Mindfulness for a Penny

We waited an hour for our daughter to visit with Santa the other night. The queue filled with families emphasized the stress of the season. Overheated parents holding piles of coats. Eager children fidgeting in their holiday outfits; taffeta dresses and patent leather shoes, glittering shirts, matching pajama sets. An endless procession of anticipation waiting to visit St. Nick.

As we neared the front of the line, my daughter had eyes only for Santa. She gazed at him awestruck, grabbed my hand and said, “I get so nervous to speak to him.”

She approached Santa, rehearsing her Christmas list in her mind. The photographer snapped a photo and like every parent, my husband and I beamed with joy in the moment. Because it’s these moments that make the holiday. It’s these moments that I wish I could bottle and distribute to the masses. And I ponder why is it so difficult to sustain them?  I called it the fresh paint smell in a previous blog.

There comes a moment every December when I look at the calendar and become frantic. There’s an endless list of tasks to complete before year end. Shopping, holiday celebrations, sales calls, meet n greets, presentations, final reports, planning for the year ahead, buying presents, wrapping presents, shipping presents, baking. What should be joyful, even spending time with friends, can feel overwhelming.

In these flashes of overwhelm, I have to stop and breathe and remind myself to be grateful and to focus on others. My takeaway for 2019 is this: I’ve realized that when I become stressed and inundated in the day to day, my thoughts are selfish. My needs. My schedule. My agenda. Me.  Yet when I focus on how to help others, the tension goes away. This is the space I cherish. This is the space I mean to live in; to focus on others and impact their day.  Even the most random act can leave an impression.

This year while traveling, I had an experience that I try to keep close to mind. During a hotel stay, I requested more towels from housekeeping by leaving a gratuity and writing a brief note.

“More towels please. Make it a great day.”

The response has forever shifted my viewpoint.  Although I never crossed paths with the housekeeping staff, the colossal tower of towels left in response was astounding. The impact of the gratuity was overwhelming.
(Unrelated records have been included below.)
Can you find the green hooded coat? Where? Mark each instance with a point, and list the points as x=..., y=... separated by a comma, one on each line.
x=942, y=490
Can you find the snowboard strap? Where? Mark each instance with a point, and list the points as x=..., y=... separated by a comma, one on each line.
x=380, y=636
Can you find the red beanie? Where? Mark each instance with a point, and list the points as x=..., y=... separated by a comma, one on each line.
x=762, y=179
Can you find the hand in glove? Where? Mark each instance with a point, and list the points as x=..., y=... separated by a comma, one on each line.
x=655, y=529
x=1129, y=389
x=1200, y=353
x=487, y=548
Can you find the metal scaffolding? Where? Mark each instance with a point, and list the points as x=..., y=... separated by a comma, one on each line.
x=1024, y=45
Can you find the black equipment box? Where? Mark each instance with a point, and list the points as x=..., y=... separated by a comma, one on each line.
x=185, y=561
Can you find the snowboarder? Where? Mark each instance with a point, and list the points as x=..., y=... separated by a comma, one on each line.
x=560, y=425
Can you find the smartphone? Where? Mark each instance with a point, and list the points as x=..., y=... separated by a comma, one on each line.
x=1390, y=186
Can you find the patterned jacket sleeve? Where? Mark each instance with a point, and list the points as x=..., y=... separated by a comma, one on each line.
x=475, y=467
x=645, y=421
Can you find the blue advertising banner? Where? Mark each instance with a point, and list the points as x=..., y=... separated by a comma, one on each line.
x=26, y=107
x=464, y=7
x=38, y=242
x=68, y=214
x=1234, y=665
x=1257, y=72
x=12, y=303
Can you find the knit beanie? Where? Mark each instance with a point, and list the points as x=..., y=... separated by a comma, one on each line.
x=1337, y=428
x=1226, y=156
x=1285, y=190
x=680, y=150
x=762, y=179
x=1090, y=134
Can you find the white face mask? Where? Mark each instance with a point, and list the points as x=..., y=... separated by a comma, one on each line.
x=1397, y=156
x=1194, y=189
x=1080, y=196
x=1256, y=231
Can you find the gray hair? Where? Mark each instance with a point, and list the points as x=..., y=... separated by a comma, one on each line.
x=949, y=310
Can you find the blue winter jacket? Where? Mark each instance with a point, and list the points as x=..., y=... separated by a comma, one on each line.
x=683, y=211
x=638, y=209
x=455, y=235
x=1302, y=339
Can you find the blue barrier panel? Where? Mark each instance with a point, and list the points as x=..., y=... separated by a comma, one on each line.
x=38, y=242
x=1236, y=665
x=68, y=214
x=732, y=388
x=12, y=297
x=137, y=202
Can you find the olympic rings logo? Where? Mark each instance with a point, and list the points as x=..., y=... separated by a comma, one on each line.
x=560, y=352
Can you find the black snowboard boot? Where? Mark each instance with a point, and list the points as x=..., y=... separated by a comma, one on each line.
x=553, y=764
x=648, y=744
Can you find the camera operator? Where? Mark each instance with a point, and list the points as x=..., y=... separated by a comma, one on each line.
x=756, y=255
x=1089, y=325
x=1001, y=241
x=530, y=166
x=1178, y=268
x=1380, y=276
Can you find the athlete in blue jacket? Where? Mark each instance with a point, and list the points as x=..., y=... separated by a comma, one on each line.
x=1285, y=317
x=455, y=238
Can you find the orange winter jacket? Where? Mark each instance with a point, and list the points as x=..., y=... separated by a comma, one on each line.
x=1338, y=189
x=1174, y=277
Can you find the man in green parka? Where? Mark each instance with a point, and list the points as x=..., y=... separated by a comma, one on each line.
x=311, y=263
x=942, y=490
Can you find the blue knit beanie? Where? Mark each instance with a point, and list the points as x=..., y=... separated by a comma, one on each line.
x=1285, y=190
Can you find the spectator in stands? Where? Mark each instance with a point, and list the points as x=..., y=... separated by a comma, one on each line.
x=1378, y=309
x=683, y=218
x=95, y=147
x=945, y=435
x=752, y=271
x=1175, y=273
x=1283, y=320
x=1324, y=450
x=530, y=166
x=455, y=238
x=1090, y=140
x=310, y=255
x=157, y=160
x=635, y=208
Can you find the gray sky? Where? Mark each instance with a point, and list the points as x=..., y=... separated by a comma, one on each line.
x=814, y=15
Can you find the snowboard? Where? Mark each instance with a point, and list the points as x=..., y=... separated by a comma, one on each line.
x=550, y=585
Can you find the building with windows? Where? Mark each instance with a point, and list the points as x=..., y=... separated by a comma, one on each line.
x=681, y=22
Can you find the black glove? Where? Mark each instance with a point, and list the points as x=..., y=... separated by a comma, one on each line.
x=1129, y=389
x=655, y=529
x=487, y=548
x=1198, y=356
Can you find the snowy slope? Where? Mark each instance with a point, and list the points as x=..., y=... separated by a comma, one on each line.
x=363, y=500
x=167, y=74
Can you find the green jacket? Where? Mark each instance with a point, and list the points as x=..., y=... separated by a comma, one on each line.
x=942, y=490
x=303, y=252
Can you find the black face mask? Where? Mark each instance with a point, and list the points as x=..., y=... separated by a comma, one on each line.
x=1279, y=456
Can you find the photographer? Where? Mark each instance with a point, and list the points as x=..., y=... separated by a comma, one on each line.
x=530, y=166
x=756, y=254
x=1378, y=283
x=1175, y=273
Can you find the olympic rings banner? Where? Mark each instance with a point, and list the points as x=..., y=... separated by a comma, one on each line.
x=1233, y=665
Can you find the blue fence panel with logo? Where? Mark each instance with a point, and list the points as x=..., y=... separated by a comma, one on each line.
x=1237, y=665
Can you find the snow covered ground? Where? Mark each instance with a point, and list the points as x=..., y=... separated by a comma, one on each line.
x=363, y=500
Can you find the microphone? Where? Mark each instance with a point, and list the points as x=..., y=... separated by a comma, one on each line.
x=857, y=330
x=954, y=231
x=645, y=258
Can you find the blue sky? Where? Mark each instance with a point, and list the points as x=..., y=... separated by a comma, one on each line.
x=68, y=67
It was as if my monetary request had gifted the world to this individual.  The response was the following:

“Thank you so much. Have a blessed day.”

You could feel the appreciation from the note.

It made me realize unintentional random actions can be perceived as actions of greatness.  It emphasized how we all place different values on money, time, and space.  Five dollars to one person, could be viewed as a routine cup of coffee. Inconsequential. Nary a second thought. Yet, for some significant. Life changing to others.

I now carry a penny in every one of my coat pockets to remind myself of the moment. Somedays I’ll randomly place my hand in my pocket and feel the penny, and it centers me. It prompts me step back and observe my surroundings; to be present in the moment. To feel grateful for all I have. It was a penny I felt in my pocket while my daughter sat on Santa’s lap.

Other days, when I feel the penny in my pocket, I’ll toss it on the ground hopeful the person who finds it, will feel as if their day has turned for the better.

My wish for you throughout the season, is to experience wonder in a random moment. Step back and look at your team, your space, your family.  My wish for you is to find a penny, that keep it in your pocket and randomly come across it during a hectic day.

May you find endless joy and wonder this holiday season and prosperity in the new year.